Albeit with a soupçon of envy

(We talk a great deal on Ken Russell's You Tube clips Here are comments and some responses from You tube about Mahler that I really appreciated and enjoyed.)

I actually like slower films, like antonioni or traffaut. But there is something about Ken Russell that is magical. For me he is the closest thing to the bombastic silent film directors to make films in the sound era. I can totally imagine The Devils as a silent film.

Watched this yesterday and I'm still thinking about it. What it does that I've never seen anything else do as acutely is show two people, with the best will in the world, tragically failing to communicate because of the way their personal experiences have shaped their viewpoints. At the start they're so estranged that they seem like monsters of froideur. By the end we understand them and finally, they understand each other – thanks to music. [more]

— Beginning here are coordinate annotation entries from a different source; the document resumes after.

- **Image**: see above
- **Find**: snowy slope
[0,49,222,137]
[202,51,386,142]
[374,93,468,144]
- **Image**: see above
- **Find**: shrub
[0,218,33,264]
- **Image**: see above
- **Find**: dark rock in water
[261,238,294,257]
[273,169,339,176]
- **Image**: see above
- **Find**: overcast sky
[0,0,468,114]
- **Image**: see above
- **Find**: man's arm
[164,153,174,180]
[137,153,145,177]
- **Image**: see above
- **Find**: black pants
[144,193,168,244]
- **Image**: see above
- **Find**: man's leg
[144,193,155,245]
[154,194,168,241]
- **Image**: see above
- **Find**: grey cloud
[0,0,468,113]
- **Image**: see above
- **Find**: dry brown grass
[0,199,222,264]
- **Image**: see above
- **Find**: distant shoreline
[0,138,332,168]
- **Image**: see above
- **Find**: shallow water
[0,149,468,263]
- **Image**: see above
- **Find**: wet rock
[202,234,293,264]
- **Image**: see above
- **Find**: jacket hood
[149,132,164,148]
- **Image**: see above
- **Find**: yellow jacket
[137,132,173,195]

  • A very interesting movie, combining seriousness with camp. Powell is very good as Mahler, and a few years later he played Jesus Christ in Zeffirelli's excellent "Jesus of Nazareth". I guess if you can play Christ convincingly, everything else becomes a cinch!
    Thanks for uploading this!

    What a travesty. Stupid,banal, tasteless and an insult to Mahler. the fact it's consciously banal doesn't make it any better. Oh yes so over the top it's hilarious but I am somewhere between tears and laughter. Ken Russell is the anti Tarkovsky

    You raise an interesting thought; Ken Russell is the anti-Tarkovsky. By being so excessive at being calculatedly over the top, Russell allows the intellectual cinema viewer to have a good laugh at themselves Tarkovsky, on the other hand, is excessive at being ponderously serious. One arisian shows humanity as something tragic, the other as something laughable.
    Thanks for the post and making me think about those two.

    I actually saw the movie several times because of Robert Powell. It brought Mahler to my atention ant I beggined listening to his music. I also got interested in his biography. I came to appreciate both the composer and his music. Since I came to know and appreciate Mahler first of all because of this movie, I believe both Robert Powell and Ken Russel have done a great job, and the movie really reached its goal. To let people know about Mahler and his music.

    Thanks for the upload. I thought is was a pretty crude attempt, frankly. Russell reduces key points in Mahler's like to absurdity. I'm not sure a movie could do someone like a Mahler justice, even if it's one man's "vision" of this genius of late romantic / modern music. His relationship with Alma was for more complex than Russell gives us. Alma was far more than a simple "hausfrau." She was a highly educated and beautiful woman who had notions of a career in music herself.

    I like the campy dream sequence bits, but it's almost a shame they're there because they give Russell this reputation for being a sort of trash king and overshadow the genuine intelligence of his story. Anyway, thanks very much for posting this.